The binomial case can be viewed as the summation of three Bernoulli trials, thus we expect the corresponding sCMP estimates to be \(\hat {\lambda } \approx 2\) and \(\hat {\nu } \ge 30\); recall that the special CMP case that corresponds with a Bernoulli distribution occurs when ν→∞ with probability \(\frac {\lambda }{1+\lambda }\), where empirical evidence shows that dispersion parameter estimation is sufficiently achieved when \(\hat {\nu } \approx 30\) or more (see Sellers et al. (2016) and Sellers and Raim (2016) for examples). In fact, for the simulated Binomial dataset, we obtain \(\hat {\lambda } = 2.0000\), \(\hat {\nu } = 33.6942\); the obtained estimate for ν implies extreme under-dispersion, thus we have sufficient evidence implying that the estimates approximate a Bernoulli distribution with success probability, \(\hat {p}_{\ast } = \frac {2.0000}{1 + 2.0000} = 0.6667\). The sCMP(m=3) distribution best models the binomial data, producing the largest log-likelihood (log(L)=−116.2486), and the smallest AIC and BIC (236.4972 and 241.7075, respectively). In comparison, the Poisson and negative binomial models produce comparable log-likelihoods (both that are considerably less than those from the sCMP class) because they are unable to effectively model the under-dispersion present in this dataset. The large negative binomial parameter (\(\hat {\theta } = 276.5396\)) shows that the model is converging to a Poisson model (i.e. towards data equi-dispersion) to estimate this data. While the CMP model is able to recognize the dataset as being under-dispersed (\(\hat {\nu } = 3.3931 > 1\)), the form of the distribution still limits the amount of model flexibility it can address.

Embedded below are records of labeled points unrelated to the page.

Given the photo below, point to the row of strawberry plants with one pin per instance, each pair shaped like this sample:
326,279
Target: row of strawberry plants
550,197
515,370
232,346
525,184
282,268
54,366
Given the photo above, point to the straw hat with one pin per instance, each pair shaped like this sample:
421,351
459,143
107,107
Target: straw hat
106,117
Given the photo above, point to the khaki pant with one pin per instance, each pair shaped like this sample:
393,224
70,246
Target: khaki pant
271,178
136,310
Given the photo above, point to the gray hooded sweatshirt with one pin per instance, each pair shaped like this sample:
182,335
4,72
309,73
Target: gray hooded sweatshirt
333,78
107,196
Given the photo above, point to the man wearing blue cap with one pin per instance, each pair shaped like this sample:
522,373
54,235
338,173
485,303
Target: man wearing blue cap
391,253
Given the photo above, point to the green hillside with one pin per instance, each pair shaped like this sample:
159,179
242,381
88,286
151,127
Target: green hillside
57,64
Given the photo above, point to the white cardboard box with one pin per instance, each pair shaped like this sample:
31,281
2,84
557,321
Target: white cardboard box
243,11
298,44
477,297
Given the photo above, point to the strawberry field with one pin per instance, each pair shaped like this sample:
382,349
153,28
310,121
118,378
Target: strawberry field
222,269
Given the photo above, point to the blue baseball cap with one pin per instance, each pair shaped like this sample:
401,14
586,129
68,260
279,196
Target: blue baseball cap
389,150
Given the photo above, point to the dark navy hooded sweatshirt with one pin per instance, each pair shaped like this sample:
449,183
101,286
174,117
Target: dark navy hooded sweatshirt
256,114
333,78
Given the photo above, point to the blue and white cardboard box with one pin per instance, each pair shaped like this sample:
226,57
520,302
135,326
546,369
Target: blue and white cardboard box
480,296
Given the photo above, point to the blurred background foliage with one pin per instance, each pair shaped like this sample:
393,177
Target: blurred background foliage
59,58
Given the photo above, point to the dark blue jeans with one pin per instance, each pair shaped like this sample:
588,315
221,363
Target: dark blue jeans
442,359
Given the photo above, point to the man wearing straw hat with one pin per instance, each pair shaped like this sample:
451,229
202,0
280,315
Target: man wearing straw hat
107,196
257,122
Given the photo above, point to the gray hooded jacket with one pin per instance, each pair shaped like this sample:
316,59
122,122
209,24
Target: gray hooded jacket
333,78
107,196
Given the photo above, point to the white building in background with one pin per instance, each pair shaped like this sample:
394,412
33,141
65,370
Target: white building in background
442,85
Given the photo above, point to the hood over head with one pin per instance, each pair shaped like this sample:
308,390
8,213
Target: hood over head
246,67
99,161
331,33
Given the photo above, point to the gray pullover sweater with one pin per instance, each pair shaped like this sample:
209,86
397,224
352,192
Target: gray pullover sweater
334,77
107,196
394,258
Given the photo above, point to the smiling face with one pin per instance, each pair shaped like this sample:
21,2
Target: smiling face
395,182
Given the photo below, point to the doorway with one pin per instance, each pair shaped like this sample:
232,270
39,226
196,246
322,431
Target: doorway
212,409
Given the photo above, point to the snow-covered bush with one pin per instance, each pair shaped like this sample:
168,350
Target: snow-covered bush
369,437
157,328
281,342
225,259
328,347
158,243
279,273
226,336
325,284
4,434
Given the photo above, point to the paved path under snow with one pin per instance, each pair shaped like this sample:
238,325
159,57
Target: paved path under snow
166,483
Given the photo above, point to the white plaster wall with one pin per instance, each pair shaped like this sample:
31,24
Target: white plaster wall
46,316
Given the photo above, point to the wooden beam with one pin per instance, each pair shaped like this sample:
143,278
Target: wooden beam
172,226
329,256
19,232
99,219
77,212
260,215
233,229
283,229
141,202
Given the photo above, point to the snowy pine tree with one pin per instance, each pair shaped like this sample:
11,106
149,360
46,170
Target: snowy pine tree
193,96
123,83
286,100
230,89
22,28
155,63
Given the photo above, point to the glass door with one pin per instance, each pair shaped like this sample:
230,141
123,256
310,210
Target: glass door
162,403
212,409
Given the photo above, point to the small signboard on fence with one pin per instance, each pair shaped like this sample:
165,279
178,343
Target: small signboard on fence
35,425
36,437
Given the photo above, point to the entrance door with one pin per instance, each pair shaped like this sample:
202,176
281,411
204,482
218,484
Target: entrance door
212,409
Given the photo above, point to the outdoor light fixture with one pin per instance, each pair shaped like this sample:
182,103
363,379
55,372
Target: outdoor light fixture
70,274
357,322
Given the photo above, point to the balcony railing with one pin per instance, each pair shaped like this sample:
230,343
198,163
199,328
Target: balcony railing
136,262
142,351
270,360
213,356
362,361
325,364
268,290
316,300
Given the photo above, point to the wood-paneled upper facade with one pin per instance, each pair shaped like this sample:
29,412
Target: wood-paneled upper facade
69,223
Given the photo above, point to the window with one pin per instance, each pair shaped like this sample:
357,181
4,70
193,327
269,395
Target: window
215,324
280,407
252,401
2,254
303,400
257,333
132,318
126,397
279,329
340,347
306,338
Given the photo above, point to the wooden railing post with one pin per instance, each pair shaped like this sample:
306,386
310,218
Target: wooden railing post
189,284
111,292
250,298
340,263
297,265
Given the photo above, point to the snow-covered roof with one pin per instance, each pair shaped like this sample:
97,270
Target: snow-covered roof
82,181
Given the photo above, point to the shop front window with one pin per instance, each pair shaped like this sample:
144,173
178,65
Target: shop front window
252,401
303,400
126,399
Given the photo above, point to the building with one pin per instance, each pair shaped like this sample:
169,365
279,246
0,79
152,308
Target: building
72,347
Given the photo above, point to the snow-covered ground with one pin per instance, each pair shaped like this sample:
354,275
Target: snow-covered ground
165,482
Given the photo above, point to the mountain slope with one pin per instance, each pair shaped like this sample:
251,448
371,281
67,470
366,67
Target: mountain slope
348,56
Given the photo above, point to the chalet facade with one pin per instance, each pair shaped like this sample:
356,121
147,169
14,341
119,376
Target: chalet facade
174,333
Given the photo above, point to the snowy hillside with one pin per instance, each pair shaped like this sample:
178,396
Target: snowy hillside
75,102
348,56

For the Poisson example, we see that all of the considered models perform comparably well. While the best model is naturally Poisson, this is true moreso because the distribution only requires estimating one parameter. All of the models considered produced log-likelihoods equalling approximately − 228, thus the associated difference measures imply that the other models (in particular, the sCMP class of distributions) show substantial support for model consideration. The negative binomial estimates (\(\hat {\theta }=239.7812\) and \(\hat {\mu }=6.1100\)) demonstrate the convergence of the negative binomial distribution to the Poisson model as θ→∞ in order to address the limiting case of analyzing equi-dispersed data.
Because the simulation reflects a Poisson(6) dataset, we expect to obtain sCMP parameter estimates \(\hat {\lambda }\approx 6/m\) and \(\hat {\nu }\approx 1\) for all m=1,2,3,4. The obtained estimates for λ and ν are consistently larger than their projected values where \(\hat {\nu }\) increases slightly with m. The corresponding parameter standard errors, however, suggest that none of these estimates is statistically significantly different from their hypothesized values.
For the negative binomial example, we see that the sCMP class of distributions again performs well in estimating the form of the simulated dataset. The true parameter values associated with the negative binomial model imply that \(\mu =\frac {n(1-p)}{p} = 6\) and θ=3. The negative binomial distribution(\(\hat {\theta }=3.5599\), \(\hat {\mu }=5.3001\)) is the best model among the distributions considered (AIC = 521.4971), however, the sCMP class of distributions performs more optimally as m increases (among those values for m considered). Larger values for m were not considered here because the sCMP models for m=3,4 produce approximately equal log-likelihood values, thus likewise producing comparable AIC and BIC values; this makes sense because the negative binomial estimate is \(3< \hat {\theta }=3.5599 <4\). Meanwhile, even for the sCMP models where m=1,2, the difference in AIC when compared with the best model still implies that these models show considerable support.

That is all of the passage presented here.